Employment: Disability

(asked on 28th March 2022) - View Source

Question to the Department for Work and Pensions:

To ask the Secretary of State for Work and Pensions, what progress she has made in reducing the disability employment gap in (a) Newport West constituency and (b) Wales in the last 12 months.


Answered by
Chloe Smith Portrait
Chloe Smith
This question was answered on 5th April 2022

The figures for the disability employment gap for Wales and Newport West are available in the public domain here:

https://assets.publishing.service.gov.uk/government/uploads/system/uploads/attachment_data/file/1054074/employment-of-disabled-people-2021-revised-feb-2022.xlsx

The data for Wales is available on a yearly basis in table 12. The data for Newport West is only available in 3-year periods, due to small sample sizes, and is available in table 13b.

The latest figures from the Annual Population Survey show that the disability employment gap in Wales was 32.9 percentage points in 2020/21. This is an increase of 1.1 percentage points from 2019/20 and a decrease of 1.3 percentage points from 2014/15. These changes were not statistically significant.

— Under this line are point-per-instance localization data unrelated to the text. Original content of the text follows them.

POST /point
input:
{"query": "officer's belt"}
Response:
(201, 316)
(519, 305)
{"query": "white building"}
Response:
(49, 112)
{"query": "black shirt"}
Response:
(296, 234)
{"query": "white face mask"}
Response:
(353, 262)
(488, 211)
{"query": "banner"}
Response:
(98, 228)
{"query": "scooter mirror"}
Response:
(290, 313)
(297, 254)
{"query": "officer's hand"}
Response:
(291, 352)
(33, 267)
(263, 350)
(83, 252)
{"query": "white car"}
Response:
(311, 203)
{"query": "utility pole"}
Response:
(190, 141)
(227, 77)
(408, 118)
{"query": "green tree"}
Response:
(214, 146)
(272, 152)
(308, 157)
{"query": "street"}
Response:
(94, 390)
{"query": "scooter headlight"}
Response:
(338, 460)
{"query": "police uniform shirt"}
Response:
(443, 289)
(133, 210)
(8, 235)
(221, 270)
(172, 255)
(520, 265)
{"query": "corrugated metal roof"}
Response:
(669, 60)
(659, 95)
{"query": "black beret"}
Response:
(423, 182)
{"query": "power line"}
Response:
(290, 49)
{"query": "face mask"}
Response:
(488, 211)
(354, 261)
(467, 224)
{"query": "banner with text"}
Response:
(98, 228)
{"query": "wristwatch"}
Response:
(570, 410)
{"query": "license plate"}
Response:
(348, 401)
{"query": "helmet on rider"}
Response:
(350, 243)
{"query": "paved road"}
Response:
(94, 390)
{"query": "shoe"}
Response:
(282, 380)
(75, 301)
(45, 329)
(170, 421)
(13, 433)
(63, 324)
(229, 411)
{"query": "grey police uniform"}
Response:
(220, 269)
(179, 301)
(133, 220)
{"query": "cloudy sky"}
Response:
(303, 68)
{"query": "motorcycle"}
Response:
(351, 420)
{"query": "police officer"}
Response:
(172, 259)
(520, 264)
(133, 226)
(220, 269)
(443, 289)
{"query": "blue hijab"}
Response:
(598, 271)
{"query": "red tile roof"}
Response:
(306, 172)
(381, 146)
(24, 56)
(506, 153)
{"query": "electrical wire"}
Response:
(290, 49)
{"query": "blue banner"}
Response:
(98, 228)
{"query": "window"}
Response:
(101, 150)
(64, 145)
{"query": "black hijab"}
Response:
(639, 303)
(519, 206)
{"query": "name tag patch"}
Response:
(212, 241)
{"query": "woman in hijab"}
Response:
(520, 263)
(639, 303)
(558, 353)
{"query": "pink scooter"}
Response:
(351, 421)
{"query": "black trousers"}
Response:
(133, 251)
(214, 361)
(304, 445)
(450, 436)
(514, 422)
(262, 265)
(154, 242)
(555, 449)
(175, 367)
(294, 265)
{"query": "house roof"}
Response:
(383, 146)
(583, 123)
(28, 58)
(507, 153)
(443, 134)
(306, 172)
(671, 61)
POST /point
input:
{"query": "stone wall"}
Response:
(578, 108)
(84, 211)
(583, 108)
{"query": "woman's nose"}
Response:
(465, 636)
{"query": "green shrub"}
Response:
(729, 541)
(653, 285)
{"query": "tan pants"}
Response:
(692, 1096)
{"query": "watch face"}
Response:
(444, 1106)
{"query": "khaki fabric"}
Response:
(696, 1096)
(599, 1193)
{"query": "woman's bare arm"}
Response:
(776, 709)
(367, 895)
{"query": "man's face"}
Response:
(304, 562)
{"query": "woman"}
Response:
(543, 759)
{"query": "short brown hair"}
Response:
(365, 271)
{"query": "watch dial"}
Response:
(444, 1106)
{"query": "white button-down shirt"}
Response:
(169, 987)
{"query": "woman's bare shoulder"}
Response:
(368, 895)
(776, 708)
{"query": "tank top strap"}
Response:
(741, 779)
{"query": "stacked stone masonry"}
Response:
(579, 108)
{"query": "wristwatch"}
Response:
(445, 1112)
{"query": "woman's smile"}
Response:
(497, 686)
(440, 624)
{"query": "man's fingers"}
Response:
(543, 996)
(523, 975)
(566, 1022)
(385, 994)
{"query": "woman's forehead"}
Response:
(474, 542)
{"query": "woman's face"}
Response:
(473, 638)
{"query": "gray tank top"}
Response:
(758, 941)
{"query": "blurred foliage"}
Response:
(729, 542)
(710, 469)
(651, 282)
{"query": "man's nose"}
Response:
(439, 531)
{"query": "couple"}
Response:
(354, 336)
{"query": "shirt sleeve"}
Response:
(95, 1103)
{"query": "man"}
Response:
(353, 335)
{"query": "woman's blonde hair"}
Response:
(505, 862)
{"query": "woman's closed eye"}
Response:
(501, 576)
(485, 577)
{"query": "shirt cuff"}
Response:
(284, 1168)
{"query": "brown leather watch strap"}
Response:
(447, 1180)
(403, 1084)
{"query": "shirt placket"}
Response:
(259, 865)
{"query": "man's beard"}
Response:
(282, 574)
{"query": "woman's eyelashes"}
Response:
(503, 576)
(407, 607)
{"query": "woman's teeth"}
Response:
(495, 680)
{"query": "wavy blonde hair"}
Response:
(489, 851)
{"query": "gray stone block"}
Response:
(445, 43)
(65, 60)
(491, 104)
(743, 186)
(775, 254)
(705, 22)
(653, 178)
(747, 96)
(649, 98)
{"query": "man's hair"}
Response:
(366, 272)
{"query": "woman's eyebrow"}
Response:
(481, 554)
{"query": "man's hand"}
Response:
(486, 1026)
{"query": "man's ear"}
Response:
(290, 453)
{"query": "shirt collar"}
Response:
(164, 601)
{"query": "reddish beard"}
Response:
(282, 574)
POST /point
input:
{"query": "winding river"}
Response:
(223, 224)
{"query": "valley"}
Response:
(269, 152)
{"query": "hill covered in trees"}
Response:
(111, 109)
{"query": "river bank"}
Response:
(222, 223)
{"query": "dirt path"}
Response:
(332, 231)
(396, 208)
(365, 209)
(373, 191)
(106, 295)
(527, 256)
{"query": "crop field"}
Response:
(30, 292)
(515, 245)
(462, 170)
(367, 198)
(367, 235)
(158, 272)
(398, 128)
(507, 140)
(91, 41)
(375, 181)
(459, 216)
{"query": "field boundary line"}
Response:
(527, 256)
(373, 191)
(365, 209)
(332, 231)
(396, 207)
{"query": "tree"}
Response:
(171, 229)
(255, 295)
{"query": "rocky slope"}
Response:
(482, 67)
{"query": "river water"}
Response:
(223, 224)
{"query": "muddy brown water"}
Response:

Figures for Newport West are only available in 3-year periods using the Annual Population Survey data. The disability employment gap for Newport West was 33.3 percentage points from 2017 to 2019 and 33.0 percentage points from 2014 to 2016. These changes were not statistically significant.

The Annual Population Survey shows that the disability employment gap in the UK was 27.9 percentage points in 2020/21. This is a decrease of 0.2 percentage points from 2019/20 and a decrease of 3.9 percentage points from 2014/15. The change from 2019/20 was not statistically significant, whilst the change from 2014/15 to 2020/21 was statistically significant.

The government has set a goal to see one million more disabled people in employment between 2017 and 2027. Previously published figures for Q1 2021 showed that, in the first four years of the goal (between Q1 2017 and Q1 2021), the number of disabled people in employment increased by 850,000. This an increase of 14,000 since year three.

In response to the Covid-19 pandemic, we have provided specialist employment support remotely and made programmes easier to access. A range of DWP initiatives are supporting disabled people to stay in and enter work. These include the Work and Health Programme, the Intensive Personalised Employment Support programme, Access to Work, Disability Confident and support in partnership with the health system, including Employment Advice in NHS Improving Access to Psychological Therapy services.